Paylaş
Karaalioğlu, defalarca “Biz yeni Türkiye’nin yeni medyasıyız” dedi, bunun büyük bir demokratik adım olduğunu savundu.
Şimdi ise ortalığa yayılan yasal/yasadışı ses kayıtları ne yazık ki Karaalioğlu’nun kulaklarını sık sık, tam tersi yönde çınlatıyor.
KAYNAKLARI HALKIN VERGİSİ
Yıllardır yasadışı dinlemelerin ne kadar can yaktığını yazıp durduk ama iktidar ve medyası bu uyarılara hep kulak tıkadı.
O iktidar, bugün ise çok dertli(!), o dinlemeleri bir ‘paralel yapıya’ yıkıp duruyor, ancak hiç ikna edici olamıyor.
Çünkü, 11 yıldır bu ülkede, uçan kuşa dahi Başbakan Erdoğan’ın bilgisi ve görüşü alındıktan sonra yol verildiğini bilmeyen kalmadı.
Medyası ise dün çarşaf çarşaf yasadışı dinleme kayıtları yayınlarken bugün, herkesin dinlendiğini kanıtlamaya çalışıyor, ancak suçu ‘paralel yapıya’ yığarken, ülkeyi yöneten iktidarı özenle ‘sorumsuz’ kılıyor.
Her gün bize gazetecilik dersi vermeye kalkışan bu beyler/hanımlar, böyle davrandıkça yeniden, ‘Gazetecilikle uzaktan yakından ilgili değiliz’i kanıtlamış oluyorlar.
Tamam, kafalarına göre bir gazetecilik yaratsınlar ama azıcık İNSAF YAHU!
Öğrendiklerim çerçevesinde bunun nedenlerini sıralayayım.
Tek gazetelerinin dahi bayi satışı 100 bine ulaşamadığı için reklam alamayan bu insanlar, suçu kendilerinde görmektense, Başbakan’a ulaşıp, “Bize reklam vermiyorlar” diye firmaları şikâyet ediyor.
Başbakan da meydanlarda ve kamu kurumları nezdinde ‘gereğini’ yapıyor.
Yetmiyor, iddialara göre, (örneğin Karaalioğlu) bir kamu bankasının genel müdürüne telefon edip, “Maaş ödeyemiyorum, 2 milyon yolla” diyor, dağıttıkları kitaplar için de o banka 1.3 milyon TL sponsor oluyor.
GÖBEK BAĞI KALIN OLUNCA
İktidarı destekleyen başka bir medya grubu da boş durmuyor.
Onun da patronu bir bakanı arıyor, “Müteahhitlerle çok iş yapıyorsunuz, söyleyin onlara bize reklam versinler.
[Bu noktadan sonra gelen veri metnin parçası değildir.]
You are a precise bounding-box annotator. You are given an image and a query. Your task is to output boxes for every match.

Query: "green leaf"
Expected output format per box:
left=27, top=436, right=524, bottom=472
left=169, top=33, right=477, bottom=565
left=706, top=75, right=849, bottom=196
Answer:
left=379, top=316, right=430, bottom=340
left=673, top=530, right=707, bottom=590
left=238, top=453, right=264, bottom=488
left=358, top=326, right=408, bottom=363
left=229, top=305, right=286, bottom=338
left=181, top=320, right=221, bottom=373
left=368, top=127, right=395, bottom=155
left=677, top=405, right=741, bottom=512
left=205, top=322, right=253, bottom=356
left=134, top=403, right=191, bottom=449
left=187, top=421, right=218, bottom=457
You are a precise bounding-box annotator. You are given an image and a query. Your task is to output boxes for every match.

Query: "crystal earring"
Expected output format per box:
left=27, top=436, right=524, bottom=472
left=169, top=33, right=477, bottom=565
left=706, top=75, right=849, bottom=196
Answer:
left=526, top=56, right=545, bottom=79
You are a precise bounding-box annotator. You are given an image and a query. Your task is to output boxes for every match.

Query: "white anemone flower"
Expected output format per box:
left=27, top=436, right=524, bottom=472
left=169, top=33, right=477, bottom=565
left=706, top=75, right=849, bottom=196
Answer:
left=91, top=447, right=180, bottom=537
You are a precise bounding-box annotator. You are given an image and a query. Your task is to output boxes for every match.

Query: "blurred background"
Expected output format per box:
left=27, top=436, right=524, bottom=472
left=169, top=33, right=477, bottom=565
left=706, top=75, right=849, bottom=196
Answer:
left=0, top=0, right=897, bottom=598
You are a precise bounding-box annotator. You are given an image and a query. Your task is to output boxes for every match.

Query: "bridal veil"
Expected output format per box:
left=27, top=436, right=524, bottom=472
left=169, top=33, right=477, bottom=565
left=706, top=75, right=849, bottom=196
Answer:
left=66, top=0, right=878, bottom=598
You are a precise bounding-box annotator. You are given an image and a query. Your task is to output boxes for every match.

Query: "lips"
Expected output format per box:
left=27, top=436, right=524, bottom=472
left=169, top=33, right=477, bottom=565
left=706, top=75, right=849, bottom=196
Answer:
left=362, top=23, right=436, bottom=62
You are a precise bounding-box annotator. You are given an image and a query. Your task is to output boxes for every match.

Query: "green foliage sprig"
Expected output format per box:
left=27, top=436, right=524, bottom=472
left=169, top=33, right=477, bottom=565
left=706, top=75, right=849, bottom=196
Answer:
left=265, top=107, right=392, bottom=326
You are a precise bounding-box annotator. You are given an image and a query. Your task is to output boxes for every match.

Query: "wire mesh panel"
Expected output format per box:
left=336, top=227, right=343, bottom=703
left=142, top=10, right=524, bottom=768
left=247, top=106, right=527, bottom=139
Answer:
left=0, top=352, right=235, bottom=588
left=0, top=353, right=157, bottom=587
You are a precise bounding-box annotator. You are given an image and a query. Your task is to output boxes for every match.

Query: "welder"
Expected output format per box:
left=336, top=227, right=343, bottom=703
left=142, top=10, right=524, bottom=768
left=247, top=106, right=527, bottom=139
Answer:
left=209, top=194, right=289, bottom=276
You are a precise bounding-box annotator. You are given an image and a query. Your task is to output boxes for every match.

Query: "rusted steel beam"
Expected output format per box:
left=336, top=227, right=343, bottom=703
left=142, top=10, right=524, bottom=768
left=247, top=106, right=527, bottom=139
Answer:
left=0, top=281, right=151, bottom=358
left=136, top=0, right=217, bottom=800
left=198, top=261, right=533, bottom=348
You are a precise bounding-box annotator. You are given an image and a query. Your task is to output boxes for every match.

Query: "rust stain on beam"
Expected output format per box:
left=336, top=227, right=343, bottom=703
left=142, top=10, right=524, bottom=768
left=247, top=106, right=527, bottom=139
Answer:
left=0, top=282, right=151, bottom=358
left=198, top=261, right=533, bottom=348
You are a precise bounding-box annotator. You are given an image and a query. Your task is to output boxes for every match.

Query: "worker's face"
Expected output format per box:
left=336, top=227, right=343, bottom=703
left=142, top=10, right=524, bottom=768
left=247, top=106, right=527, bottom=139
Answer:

Biz onlar kadar (diğer meyda grubu) açgözlü değiliz” diyor.
Bakan da anında talimatını bürokratlara ulaştırıyor, hem de ‘Sponsorluk ve reklam için elinizi sıkı tutmayın’ uyarısıyla.
Diğer patron bunu öğrenince yeniden ulaşıyor bakana ve talimat çıkıyor:
“Bunlara biraz daha fazla destek verelim.”
Bakan sonunda yorulmuş olmalı ki çareyi yayın yönetmenlerinin isimlerini bürokratlara tek tek verip “Bunlara her yardımı yapın” demekte buluyor.
Nasılsa giden para cebinden çıkmıyor, halkın vergisi.
Doğal olarak bu yapı, o medyanın iktidarla göbek bağını kalınlaştırdı.
Başbakan da telefon açıp, hoşuna gitmeyen şeyler yazan başörtülü bir yazarın (Hidayet Şefkatli Tuksal) kovulmasını isteyebildi.
Fırçaladığı yayın yönetmeni de medya özgürlüğünü savunacağına, sıkılmadan defalarca “Tamam efendim, tamam efendim; gereği yapılacak” deyip durdu.
Ne acı, “Başörtülü bacımızı işsiz bıraktılar”, hem de elbirliği içinde.
Eyy başörtülü sevgili yazar bacılarımız, siz ne düşünüyorsunuz bu hususta?
Çünkü medya özgür değilse, ne demokrasi vardır, ne güvenceniz.